Nach Kouchners Iran-Äußerungen

Von Knut Mellenthin *

Am Sonntag rief der französische Außenminister Bernard Kouchner im Fernsehen die Welt dazu auf, sich im Streit um das iranische Atomprogramm »auf das Schlimmste vorzubereiten«. Und das Schlimmste sei, so der Minister, ein Krieg. Am Montag versuchte Kouchner gegenüber der Tageszeitung Le Monde abzuschwächen: »Ich will nicht, daß man sagt, ich sei ein Kriegstreiber. Meine Botschaft war eine Botschaft des Friedens, des Ernstes und der Entschlossenheit.« Dieser Interpretation schloß sich die Bundesregierung an: Kouchners Äußerung sei keine Kriegsdrohung, sondern sie zeige lediglich, »wie ernst unsere Freunde die Lage einschätzen«, sagte ein Sprecher des deutschen Außenministeriums.

»Das Mittel zur Vermeidung eines Krieges sind Sanktionen«, erläuterte Kouchner in Le Monde. »Die, die wirksam sind, sind die der Amerikaner: Wirtschaftssanktionen, gegen die großen Vermögen, gegen die Banken.« Gemeint sind Zwangsmaßnahmen Wahingtons, die über die Beschlüsse des UN-Sicherheitsrats vom Dezember 2006 und März 2007 hinausgehen.
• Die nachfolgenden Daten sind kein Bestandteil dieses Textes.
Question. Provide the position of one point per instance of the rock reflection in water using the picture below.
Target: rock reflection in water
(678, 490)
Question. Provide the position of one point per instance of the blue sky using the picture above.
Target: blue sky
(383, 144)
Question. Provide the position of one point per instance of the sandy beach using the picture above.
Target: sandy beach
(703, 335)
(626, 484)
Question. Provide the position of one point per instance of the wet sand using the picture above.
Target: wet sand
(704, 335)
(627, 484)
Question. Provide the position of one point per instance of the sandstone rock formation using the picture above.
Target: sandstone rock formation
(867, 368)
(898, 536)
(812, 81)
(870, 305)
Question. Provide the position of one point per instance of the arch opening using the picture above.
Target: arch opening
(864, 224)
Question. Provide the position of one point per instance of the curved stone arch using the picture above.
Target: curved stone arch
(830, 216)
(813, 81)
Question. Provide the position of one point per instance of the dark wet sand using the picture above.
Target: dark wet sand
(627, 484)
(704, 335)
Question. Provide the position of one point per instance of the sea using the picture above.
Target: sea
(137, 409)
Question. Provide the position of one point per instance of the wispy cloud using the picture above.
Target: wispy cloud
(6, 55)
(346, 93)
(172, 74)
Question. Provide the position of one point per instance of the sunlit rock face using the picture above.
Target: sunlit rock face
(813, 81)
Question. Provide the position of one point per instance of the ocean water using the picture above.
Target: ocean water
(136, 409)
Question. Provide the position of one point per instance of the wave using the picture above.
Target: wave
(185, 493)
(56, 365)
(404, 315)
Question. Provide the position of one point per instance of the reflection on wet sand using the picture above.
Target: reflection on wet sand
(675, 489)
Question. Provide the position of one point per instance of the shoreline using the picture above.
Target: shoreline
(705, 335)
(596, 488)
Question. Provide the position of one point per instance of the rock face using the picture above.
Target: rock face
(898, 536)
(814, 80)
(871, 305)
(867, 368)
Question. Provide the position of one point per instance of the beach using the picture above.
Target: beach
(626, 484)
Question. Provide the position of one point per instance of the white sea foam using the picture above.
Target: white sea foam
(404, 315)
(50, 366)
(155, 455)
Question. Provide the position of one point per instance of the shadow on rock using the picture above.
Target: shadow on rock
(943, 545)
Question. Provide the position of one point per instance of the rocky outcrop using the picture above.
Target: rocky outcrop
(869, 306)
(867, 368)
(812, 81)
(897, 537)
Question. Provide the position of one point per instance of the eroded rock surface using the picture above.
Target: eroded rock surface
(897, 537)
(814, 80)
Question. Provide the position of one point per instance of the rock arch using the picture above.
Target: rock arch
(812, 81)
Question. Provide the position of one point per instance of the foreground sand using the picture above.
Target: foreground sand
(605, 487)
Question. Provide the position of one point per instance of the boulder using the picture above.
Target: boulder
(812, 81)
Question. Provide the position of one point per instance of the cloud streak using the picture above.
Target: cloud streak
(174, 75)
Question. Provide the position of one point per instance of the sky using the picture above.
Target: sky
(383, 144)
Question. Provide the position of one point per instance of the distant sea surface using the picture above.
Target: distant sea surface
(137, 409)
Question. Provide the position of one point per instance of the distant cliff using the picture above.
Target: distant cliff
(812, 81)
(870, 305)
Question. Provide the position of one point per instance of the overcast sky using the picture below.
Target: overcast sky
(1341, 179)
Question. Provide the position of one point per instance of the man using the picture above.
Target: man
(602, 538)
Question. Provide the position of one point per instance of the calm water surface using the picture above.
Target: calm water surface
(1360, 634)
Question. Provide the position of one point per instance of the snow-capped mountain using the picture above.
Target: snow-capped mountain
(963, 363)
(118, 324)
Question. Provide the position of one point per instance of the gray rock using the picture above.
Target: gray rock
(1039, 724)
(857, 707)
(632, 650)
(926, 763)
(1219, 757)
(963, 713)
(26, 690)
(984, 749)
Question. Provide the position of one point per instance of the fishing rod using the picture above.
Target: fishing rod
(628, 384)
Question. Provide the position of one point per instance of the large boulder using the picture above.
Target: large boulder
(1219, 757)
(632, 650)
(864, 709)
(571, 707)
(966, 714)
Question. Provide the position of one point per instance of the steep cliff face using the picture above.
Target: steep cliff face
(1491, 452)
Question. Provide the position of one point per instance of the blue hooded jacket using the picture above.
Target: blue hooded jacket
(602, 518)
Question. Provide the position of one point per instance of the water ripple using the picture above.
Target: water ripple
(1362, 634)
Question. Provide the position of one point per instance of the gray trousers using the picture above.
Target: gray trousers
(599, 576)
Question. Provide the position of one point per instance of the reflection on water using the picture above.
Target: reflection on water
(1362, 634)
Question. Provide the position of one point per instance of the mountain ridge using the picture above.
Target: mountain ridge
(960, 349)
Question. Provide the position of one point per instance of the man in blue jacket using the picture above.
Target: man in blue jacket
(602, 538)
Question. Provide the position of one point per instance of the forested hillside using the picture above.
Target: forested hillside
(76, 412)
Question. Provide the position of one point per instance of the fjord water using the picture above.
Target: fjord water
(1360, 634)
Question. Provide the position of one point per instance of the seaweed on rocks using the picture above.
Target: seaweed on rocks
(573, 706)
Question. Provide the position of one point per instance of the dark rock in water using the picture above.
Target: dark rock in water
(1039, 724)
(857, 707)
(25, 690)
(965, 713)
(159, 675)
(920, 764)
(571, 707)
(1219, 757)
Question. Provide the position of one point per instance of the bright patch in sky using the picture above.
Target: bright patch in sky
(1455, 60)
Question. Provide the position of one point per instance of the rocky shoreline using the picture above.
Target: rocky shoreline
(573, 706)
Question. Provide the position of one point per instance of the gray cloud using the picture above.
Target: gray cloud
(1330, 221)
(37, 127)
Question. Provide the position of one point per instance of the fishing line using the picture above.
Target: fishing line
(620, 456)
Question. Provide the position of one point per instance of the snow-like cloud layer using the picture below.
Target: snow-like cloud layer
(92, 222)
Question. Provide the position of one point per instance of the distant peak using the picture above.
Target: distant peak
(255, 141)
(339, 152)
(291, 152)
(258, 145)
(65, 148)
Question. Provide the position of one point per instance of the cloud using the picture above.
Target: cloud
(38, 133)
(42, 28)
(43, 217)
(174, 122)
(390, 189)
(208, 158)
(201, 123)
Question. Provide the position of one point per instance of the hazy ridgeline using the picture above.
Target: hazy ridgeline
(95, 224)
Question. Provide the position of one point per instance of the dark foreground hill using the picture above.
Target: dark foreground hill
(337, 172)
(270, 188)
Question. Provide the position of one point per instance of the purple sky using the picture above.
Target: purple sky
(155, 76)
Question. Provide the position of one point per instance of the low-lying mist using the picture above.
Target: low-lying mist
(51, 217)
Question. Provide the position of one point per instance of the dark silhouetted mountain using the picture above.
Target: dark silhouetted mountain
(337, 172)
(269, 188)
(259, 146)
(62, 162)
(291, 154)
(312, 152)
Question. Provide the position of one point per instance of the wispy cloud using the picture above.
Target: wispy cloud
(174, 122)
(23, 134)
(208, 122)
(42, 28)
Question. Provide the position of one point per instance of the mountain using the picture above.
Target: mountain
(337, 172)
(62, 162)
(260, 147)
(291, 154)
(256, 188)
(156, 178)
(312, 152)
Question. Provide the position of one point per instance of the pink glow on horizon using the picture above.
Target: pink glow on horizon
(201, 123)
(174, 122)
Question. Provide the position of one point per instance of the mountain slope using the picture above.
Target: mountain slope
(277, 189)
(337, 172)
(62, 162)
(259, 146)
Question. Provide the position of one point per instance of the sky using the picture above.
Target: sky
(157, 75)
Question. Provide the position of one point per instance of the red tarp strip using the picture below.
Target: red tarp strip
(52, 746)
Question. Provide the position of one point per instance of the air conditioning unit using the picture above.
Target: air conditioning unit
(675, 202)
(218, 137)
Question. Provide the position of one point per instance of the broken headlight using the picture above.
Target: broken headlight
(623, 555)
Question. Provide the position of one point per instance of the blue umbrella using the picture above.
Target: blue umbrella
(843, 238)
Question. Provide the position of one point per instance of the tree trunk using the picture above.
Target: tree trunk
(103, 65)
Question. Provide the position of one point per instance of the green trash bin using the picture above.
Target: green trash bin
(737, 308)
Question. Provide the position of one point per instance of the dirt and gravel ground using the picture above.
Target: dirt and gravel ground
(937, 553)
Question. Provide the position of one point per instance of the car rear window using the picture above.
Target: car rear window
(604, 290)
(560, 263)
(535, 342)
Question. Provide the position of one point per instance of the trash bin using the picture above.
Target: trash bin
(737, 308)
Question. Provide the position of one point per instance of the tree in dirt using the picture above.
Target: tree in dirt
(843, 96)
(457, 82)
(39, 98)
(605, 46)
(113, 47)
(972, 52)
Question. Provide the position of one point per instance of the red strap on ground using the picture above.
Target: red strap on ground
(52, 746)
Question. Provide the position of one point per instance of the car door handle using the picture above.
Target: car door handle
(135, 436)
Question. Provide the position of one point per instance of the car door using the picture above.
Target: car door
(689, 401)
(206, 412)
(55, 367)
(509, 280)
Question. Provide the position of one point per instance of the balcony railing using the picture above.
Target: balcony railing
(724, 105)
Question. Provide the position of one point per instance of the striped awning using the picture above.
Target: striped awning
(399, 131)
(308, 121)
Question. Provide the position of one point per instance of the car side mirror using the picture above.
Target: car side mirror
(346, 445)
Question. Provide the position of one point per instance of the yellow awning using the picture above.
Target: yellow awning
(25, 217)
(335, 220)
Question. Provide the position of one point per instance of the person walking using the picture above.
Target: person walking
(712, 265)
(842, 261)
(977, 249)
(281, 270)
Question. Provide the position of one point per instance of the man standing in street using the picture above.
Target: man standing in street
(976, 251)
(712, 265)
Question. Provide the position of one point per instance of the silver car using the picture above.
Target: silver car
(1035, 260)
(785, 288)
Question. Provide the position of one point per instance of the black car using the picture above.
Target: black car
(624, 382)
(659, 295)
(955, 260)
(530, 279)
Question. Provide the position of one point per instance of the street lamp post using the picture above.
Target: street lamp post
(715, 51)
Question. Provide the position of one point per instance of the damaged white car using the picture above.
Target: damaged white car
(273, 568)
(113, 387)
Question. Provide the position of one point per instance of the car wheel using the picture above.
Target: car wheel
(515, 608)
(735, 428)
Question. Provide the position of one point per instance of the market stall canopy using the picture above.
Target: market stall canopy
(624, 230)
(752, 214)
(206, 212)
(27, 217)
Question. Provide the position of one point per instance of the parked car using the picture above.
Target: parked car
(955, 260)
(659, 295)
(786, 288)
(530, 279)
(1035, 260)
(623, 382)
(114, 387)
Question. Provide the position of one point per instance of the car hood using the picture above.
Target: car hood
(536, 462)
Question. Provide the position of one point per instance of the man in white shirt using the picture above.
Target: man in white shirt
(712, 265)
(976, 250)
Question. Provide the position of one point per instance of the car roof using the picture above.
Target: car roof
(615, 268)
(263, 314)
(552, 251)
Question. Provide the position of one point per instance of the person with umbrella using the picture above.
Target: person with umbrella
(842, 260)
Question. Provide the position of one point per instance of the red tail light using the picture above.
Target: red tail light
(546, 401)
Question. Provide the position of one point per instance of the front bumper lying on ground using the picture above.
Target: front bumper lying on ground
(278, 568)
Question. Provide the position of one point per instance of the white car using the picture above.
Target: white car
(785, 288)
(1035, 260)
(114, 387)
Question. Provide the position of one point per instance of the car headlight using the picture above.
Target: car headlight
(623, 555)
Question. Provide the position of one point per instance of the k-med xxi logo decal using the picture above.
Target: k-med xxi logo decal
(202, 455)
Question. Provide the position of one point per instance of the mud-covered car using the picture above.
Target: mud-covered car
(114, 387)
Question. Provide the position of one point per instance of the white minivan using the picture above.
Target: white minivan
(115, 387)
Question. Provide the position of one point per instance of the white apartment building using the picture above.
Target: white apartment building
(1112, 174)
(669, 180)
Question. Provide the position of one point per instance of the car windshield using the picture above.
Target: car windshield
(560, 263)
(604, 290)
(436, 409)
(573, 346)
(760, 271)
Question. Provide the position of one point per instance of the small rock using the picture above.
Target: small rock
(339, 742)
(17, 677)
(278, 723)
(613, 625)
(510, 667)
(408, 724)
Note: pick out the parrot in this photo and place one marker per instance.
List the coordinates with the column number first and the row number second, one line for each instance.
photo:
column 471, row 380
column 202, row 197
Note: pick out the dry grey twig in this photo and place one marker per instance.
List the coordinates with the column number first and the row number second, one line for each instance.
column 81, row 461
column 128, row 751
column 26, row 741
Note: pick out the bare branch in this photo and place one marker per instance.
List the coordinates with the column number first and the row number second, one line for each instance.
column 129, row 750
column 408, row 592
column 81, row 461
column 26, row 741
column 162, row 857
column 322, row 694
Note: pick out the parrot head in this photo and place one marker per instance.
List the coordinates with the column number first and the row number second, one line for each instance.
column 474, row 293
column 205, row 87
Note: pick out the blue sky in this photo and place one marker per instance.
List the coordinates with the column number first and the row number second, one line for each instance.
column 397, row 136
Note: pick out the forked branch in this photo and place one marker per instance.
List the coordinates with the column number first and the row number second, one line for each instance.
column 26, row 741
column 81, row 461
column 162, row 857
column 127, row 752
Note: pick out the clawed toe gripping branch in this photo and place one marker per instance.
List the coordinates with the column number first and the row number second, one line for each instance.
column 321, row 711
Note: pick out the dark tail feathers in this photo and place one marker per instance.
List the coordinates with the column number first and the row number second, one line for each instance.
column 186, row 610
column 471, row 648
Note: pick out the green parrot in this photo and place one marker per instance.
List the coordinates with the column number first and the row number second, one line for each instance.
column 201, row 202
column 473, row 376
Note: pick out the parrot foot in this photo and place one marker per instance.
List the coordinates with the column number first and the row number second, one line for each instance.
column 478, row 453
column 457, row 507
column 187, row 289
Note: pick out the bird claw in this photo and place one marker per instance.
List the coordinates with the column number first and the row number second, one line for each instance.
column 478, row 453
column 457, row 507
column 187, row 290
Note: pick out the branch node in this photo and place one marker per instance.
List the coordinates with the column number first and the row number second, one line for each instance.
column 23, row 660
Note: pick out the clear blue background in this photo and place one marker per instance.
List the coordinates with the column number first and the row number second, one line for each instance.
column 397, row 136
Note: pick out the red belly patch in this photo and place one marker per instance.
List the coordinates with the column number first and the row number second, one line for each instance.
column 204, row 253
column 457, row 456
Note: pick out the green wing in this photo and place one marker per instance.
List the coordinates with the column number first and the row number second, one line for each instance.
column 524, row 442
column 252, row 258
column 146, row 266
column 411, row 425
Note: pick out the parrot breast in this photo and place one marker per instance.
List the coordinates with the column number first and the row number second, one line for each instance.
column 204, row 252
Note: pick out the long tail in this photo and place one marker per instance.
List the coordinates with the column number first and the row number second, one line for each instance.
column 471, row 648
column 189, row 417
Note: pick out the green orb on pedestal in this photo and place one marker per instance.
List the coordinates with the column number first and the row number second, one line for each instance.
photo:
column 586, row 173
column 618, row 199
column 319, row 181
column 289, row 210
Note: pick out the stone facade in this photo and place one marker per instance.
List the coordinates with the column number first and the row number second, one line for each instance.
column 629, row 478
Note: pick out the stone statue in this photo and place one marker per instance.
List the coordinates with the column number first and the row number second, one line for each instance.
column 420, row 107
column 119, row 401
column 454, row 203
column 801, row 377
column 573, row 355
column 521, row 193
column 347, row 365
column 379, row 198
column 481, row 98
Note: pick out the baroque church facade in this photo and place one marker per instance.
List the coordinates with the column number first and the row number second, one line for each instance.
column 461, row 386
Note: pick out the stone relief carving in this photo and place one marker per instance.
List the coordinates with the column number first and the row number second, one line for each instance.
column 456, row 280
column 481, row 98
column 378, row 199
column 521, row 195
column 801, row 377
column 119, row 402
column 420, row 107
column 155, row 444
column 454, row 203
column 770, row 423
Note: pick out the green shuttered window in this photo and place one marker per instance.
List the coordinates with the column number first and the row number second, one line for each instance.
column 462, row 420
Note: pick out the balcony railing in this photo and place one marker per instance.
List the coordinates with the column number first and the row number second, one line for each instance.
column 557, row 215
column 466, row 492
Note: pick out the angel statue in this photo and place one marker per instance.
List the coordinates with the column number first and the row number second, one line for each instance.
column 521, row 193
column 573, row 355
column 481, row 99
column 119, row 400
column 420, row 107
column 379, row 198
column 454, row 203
Sanktionen ohne Zustimmung Rußlands und Chinas, die zunehmend auf Distanz zum Konfrontationskurs von EU und USA gehen.

Das hatte Kouchner schon in seiner Fernsehansprache am Sonntag gefordert und hinzugefügt, es handle sich dabei um einen Vorschlag »unserer deutschen Freunde«. Da aus Berlin kein Dementi zu vernehmen war, kann davon ausgegangen werden, daß Kouchner die Wahrheit sagte. Er wies in diesem Zusammenhang darauf hin, daß seine Regierung große französische Unternehmen wie den Ölkonzern Total und den Energiekonzern Gaz de France aufgefordert habe, keine neuen Verträge mit dem Iran abzuschließen. Auch der deutsche Regierungssprecher Ulrich Wilhelm verkündete am Montag stolz, daß der deutsch-iranische Handel bereits stark vermindert worden sei.

Wer einen Krieg vermeiden will, muß für eine Ausweitung und Verschärfung der wirtschaftlichen Strafmaßnahmen eintreten – das ist die gemeinsame deutsch-französische Botschaft. Eine Friedensbotschaft ist das jedoch ganz und gar nicht. Sanktionen verhindern den Krieg nicht, sondern sie führen zu ihm hin. Dieses Ergebnis ist voraussehbar, also offenbar gewollt. Der Irak war auch nach zwölf Jahren Sanktionen nicht in die Knie gegangen. Aber er war in dieser Zeit so geschwächt und international isoliert worden, daß die US-Regierung ohne den Segen des UN-Sicherheitsrats den Angriff befehlen konnte.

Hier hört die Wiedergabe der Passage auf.